Fake science studies
On page 8 of the Friday, June 14, 2024 edition of The Japan Times print newspaper, this photograph accompanied the Opinion essay, “Fake scientific studies are a growing problem that’s getting harder to solve,” from the privately-held Bloomberg financial, software, data, and media company headquartered in Midtown Manhattan, New York City. Parasitic paper mills producing fake studies are flourishing by helping scientists cheat to bolster their resumes, snag competitive academic jobs and impress funding agencies.

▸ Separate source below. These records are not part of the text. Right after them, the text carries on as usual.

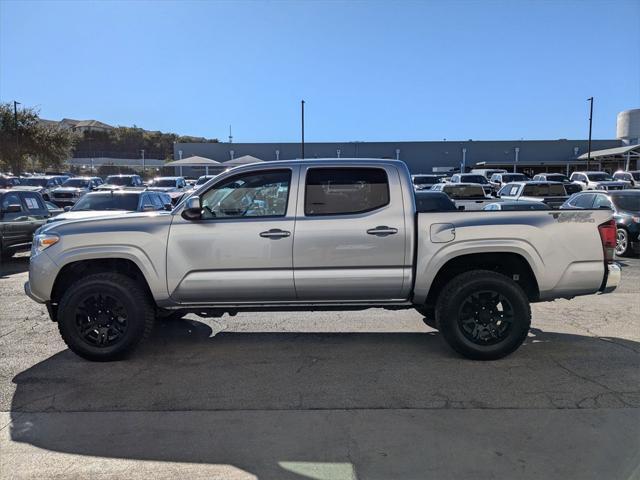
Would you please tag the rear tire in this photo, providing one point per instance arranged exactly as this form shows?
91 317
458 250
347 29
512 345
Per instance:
483 315
104 316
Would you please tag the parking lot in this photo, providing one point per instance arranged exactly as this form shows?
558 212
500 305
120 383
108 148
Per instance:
331 395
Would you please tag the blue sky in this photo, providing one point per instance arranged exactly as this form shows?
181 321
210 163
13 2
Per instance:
367 70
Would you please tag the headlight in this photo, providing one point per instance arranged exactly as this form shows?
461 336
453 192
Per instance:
42 241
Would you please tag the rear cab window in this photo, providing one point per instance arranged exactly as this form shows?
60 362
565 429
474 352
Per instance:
345 190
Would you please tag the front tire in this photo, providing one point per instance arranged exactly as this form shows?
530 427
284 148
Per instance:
483 315
104 316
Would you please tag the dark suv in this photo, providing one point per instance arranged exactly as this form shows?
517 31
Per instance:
21 214
626 212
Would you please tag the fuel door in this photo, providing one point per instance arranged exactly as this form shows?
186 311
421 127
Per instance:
442 232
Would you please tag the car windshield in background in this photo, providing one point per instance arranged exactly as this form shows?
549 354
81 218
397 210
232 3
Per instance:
544 190
628 202
514 177
558 178
164 182
107 201
475 179
76 183
600 177
203 180
464 191
115 180
34 182
426 180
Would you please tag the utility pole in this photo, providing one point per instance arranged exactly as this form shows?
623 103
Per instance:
15 124
590 100
302 105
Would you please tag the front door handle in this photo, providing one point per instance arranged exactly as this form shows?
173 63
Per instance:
275 233
382 231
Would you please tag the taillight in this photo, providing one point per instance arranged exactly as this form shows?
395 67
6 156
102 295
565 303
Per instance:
608 238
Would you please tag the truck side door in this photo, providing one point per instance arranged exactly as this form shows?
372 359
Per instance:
241 250
350 234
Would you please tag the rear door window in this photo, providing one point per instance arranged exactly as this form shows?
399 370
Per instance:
343 191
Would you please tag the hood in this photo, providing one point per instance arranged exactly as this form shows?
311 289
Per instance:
78 215
69 190
100 219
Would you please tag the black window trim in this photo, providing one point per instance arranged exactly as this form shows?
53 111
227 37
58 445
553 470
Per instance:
241 174
350 167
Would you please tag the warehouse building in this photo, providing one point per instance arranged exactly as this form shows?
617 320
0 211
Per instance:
528 156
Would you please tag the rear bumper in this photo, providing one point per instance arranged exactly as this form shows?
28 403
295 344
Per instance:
611 279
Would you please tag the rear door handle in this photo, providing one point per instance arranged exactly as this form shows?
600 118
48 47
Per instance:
382 231
275 233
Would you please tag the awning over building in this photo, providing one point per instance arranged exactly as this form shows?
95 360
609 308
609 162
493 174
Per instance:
626 154
244 160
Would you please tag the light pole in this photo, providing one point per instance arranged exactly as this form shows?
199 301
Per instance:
15 123
302 113
590 100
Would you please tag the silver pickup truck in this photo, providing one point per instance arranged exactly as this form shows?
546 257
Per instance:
316 235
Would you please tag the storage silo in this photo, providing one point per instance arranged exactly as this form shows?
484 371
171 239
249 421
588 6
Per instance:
628 126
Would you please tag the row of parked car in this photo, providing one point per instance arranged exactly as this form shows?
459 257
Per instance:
26 203
503 191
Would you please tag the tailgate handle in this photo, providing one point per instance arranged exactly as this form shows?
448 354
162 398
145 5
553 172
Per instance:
382 231
275 233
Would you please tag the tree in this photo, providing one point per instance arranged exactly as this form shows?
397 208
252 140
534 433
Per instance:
46 144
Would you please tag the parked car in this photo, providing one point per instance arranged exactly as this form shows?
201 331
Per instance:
116 182
626 212
21 214
633 177
72 189
203 179
359 243
516 206
8 181
497 180
488 172
597 181
552 194
569 186
109 203
473 178
41 184
425 181
469 196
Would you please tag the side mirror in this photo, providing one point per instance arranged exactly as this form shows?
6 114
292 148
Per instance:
192 209
13 208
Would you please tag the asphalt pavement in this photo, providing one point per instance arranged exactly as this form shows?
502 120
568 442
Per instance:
327 395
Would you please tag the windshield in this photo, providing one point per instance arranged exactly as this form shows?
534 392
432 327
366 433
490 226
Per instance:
76 183
426 180
628 202
164 182
202 180
599 177
464 191
544 190
107 201
34 182
117 180
514 177
474 179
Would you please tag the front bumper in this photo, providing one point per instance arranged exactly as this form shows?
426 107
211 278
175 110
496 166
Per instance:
612 278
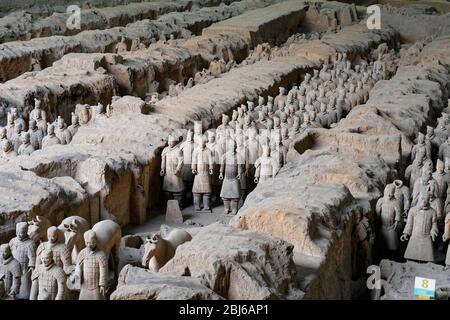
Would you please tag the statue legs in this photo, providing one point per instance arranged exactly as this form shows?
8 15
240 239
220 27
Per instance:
197 201
234 206
206 202
226 205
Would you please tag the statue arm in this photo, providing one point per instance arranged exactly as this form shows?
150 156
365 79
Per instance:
409 223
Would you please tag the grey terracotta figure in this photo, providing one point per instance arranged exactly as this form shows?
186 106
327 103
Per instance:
265 166
62 132
390 214
203 169
25 148
36 135
11 271
50 139
92 270
421 231
230 173
171 170
48 279
8 150
24 251
62 257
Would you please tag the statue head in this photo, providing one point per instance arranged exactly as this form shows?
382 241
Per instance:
75 120
18 127
172 141
3 133
250 105
37 104
421 138
211 136
22 231
260 101
440 166
7 146
50 130
389 191
25 138
90 239
32 124
47 257
5 251
52 234
225 119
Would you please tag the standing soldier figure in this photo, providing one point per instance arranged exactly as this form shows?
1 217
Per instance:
24 251
49 280
230 173
171 166
10 271
202 168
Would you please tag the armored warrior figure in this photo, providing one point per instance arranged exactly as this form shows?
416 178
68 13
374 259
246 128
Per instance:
171 166
24 251
10 271
36 135
202 168
62 133
61 255
230 173
37 113
73 128
92 269
8 150
390 213
48 280
265 166
50 139
421 230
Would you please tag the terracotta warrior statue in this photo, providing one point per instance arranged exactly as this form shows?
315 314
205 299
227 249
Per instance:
390 213
25 148
187 149
92 269
62 132
36 135
50 139
265 166
421 230
49 279
24 251
10 270
171 166
202 168
230 173
62 257
8 150
73 128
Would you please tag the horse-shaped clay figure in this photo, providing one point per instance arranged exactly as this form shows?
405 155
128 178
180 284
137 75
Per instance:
160 249
73 229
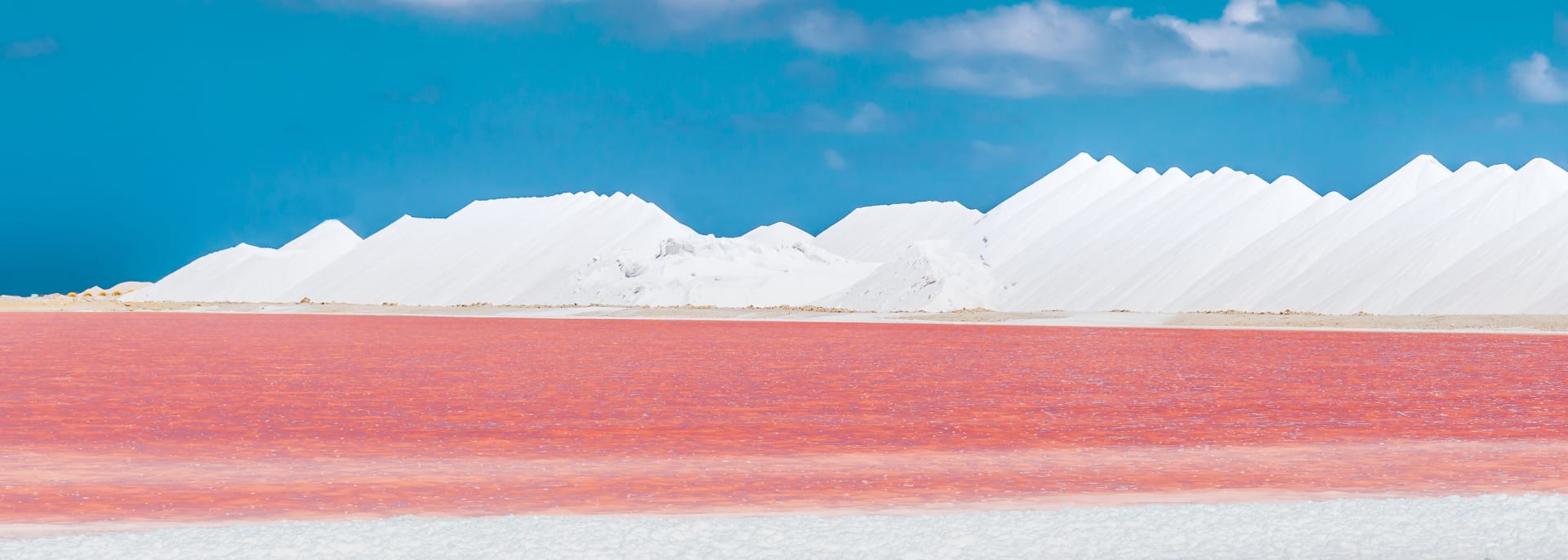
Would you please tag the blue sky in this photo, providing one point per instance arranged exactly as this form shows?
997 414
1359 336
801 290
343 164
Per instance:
137 136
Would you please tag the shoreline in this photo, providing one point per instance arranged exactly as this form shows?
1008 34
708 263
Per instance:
1547 325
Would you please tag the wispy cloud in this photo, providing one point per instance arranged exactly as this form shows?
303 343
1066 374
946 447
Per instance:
830 32
866 118
1537 80
1041 47
1013 51
835 160
32 49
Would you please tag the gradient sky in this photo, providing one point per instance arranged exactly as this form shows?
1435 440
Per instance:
138 136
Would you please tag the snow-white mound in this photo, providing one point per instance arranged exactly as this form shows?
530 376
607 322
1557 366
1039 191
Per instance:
497 251
880 233
1090 236
1450 527
252 273
778 234
703 270
925 277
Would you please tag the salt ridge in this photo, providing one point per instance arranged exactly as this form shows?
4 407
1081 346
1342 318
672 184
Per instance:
1090 236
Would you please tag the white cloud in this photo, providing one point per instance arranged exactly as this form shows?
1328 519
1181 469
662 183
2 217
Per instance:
32 49
866 118
828 32
835 160
1537 80
463 8
666 16
692 15
1045 47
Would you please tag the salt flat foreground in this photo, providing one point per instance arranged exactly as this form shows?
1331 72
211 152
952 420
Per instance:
1454 527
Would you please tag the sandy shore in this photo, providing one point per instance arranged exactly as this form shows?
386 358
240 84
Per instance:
1472 323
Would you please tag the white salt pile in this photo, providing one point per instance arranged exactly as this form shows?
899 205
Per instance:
1090 236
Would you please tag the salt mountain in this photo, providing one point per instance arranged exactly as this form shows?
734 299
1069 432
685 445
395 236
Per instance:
1090 236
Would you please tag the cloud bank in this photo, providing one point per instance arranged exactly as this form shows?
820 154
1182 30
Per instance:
1015 51
1537 80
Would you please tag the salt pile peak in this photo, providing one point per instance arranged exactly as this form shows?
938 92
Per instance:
252 273
778 234
1090 236
882 233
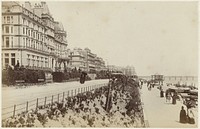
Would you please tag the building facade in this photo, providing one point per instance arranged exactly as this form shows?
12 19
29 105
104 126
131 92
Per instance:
78 59
86 60
31 37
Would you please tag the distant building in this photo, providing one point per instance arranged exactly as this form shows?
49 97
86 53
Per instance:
129 71
32 38
78 59
86 60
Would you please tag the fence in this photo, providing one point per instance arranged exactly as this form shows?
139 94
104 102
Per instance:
34 104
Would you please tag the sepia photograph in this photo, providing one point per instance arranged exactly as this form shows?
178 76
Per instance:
99 64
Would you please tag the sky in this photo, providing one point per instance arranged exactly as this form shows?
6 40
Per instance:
154 37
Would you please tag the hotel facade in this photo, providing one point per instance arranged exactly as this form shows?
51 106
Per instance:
31 37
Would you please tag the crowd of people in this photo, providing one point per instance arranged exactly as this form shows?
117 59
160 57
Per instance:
87 110
172 97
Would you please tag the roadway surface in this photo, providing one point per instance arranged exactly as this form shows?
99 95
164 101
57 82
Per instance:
13 95
161 114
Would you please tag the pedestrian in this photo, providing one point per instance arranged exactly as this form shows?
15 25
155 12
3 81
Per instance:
191 117
183 116
174 99
161 93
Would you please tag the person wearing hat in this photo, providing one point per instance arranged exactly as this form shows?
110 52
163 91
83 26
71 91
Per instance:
183 116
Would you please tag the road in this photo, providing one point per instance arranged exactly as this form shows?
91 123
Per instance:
161 114
13 95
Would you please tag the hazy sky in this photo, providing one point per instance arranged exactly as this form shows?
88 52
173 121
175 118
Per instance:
155 37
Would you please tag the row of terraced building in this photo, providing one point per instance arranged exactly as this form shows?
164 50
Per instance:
32 39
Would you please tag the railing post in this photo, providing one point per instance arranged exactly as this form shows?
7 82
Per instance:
27 106
68 93
36 103
63 96
52 100
14 110
58 98
45 100
72 93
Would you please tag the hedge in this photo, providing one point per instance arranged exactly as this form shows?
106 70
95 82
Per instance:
9 76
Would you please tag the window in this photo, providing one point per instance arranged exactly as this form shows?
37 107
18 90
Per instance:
4 19
11 29
6 61
12 42
7 29
7 41
8 19
6 55
23 30
13 61
12 54
11 19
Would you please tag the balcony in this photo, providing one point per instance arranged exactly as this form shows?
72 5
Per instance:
38 68
25 48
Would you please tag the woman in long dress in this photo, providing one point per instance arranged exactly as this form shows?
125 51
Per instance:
183 116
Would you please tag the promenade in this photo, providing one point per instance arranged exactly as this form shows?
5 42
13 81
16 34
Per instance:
161 114
19 96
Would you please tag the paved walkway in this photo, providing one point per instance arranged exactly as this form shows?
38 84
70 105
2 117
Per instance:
161 114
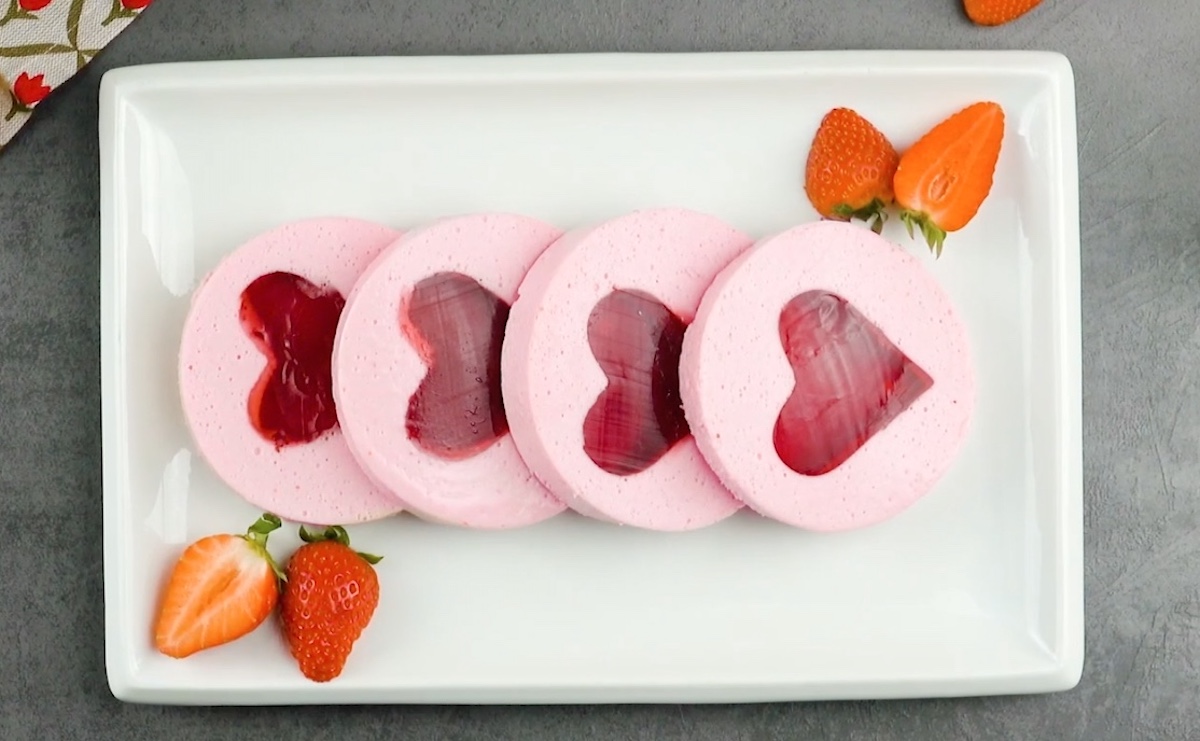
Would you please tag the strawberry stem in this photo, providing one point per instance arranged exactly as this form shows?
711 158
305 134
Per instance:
337 534
258 534
935 236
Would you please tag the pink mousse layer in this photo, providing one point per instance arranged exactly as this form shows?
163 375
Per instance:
735 377
317 482
377 371
551 378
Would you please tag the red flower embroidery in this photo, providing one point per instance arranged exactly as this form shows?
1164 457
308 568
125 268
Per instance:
30 90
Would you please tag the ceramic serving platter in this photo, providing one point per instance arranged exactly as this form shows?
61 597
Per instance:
975 590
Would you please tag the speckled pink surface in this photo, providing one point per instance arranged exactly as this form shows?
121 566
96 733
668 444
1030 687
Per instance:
551 377
377 371
317 482
735 375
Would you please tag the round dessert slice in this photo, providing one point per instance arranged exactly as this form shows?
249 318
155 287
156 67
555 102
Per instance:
827 378
417 371
255 371
591 368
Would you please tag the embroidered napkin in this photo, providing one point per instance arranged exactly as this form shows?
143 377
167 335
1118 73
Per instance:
45 42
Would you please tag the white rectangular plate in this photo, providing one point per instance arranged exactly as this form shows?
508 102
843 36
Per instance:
975 590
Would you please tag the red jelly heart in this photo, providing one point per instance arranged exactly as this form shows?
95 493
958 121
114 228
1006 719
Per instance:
639 416
293 323
851 381
457 327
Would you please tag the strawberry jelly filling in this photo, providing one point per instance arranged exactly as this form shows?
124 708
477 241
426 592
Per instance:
639 416
851 381
293 323
457 327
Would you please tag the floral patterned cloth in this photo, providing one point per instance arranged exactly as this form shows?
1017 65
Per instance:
45 42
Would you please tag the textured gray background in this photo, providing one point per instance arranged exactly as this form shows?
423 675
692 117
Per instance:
1137 67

I have a British acquaintance who is a diehard vegan/pharmaceutical/COVID/lifestyle conspiracist. He never stops talking about it, like a broken record. It’s the foundation of his being. Despite being a seasoned adult with a university education, he is peculiarly poised to fall for false information through a profound ignorance of the world and a total lack of any mature Critical Thinking ability and a distrust of, or lack of faith in proven facts. Pseudo-science, fake research, false information and discredited authority are all easy fuel for his dementia. Trying to have a conversation with him about his passionate interests is like arguing with a ten-year-old in that his contribution to the conversation is more often than not an endless stream of “But how do we know?” questions. I firmly believe in healthy skepticism, but I also believe in Science and third-party confirmation. Even after I explain to him how we know certain things with confidence, he still rejects them and their proofs.
Pseudo-science, fake research, false information and discredited authority are all easy fuel for his dementia.
He’s a nice guy, but his excessively narrow interests make him as dumb as a rock about most things - things in which he has no interest (current events are a good example) - and I might say that his stubbornness renders him intellectually dishonest.
But, maybe he thinks something similar about me.